Friday, 25 October 2013

Initial responses to comments so far on the long-range election forecasting post

Thanks for all the various comments on my initial post about long-range forecasting from historical polls and votes relationship

Here are some initial responses to comments and questions that have been made on Twitte and on the blog. I've grouped them according to theme and pasted them unedited. I haven't copied everything but I have tried to take examples of all points/queries. Sorry if I've inadvertently left something out but I haven't deliberately done so.

The response to the first set is an apology for something I should have sorted out and will try to resolve. The rest are attempts at explanation, clarification and hopefully helpful responses. Apart from the first three the topics are in no particular order.

Incompatible probabilities:
  • Pr(Lab majority) = 15% & Pr(Lab largest party) = 12% are not compatible.
  • How can Lab have a bigger chance of a majority than being the largest party?
Fair cop. These figures are logically incompatible. Clearly I need to revise the method to ensure these are fully consistent, and I will do. For computational reasons the method does not currently estimate a full uncertainty distribution over all possible seat outcomes which is necessary for guaranteed strictly consistent estimates.
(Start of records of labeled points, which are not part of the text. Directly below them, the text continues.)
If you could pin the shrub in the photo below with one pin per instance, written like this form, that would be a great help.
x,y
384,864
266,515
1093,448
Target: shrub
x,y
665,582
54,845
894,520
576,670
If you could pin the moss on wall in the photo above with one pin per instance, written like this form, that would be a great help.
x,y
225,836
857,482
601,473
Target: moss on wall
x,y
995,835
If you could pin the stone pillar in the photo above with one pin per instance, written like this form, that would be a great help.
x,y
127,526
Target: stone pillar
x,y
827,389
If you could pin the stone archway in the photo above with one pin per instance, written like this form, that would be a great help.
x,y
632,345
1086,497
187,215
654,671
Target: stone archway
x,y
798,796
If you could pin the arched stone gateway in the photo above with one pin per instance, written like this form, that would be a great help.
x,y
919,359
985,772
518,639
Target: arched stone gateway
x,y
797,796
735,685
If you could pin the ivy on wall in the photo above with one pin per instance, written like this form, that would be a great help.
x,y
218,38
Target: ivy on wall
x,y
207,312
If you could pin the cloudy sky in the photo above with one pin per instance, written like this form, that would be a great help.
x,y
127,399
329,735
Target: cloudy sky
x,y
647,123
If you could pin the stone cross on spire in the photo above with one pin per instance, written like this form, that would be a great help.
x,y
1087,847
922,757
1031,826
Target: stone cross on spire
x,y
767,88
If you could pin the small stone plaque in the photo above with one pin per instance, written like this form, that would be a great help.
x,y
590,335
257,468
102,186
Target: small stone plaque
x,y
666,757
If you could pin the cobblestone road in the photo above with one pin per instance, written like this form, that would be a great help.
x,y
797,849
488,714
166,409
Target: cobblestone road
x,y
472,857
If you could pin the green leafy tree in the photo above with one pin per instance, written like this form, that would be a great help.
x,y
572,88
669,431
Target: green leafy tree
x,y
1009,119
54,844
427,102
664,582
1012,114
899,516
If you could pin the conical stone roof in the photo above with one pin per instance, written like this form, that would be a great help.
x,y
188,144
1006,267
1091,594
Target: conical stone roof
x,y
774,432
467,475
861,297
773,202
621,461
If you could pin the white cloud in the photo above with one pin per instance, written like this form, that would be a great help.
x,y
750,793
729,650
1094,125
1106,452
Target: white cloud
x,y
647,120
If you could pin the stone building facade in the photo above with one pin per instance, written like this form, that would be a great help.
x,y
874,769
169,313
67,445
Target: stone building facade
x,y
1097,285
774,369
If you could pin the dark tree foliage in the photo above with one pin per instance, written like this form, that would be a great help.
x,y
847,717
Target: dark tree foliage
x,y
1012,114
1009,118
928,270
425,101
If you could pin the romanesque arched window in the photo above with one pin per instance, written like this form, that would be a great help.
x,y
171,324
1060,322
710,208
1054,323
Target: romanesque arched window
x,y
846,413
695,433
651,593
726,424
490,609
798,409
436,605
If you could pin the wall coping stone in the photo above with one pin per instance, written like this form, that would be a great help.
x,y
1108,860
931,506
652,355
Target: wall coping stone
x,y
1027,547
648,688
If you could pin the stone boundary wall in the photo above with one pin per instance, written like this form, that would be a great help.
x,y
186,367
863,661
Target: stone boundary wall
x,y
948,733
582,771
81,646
If you read the paper you'll see that, at present, the probabilities for Con majority, Lab majority and difference between Con and Lab are generated from three different assumed normal distributions from the prediction intervals (for Con seats, Lab seats and the difference respectively). These are not strictly defined to be fully compatible. Much of the time this shouldn't matter but did on in this situation and I should have at least flagged this up and discussed it or solved the problem before publishing. Sorry.

It might take a bit of time to resolve the problem but unlikely to make much different to the main story - that the probabilities for Labour largest or Labour majority are small.  Most likely direction of change with a different method is that the probability of Lab largest party will be revised up, but I would be surprised if it became more than 25%. 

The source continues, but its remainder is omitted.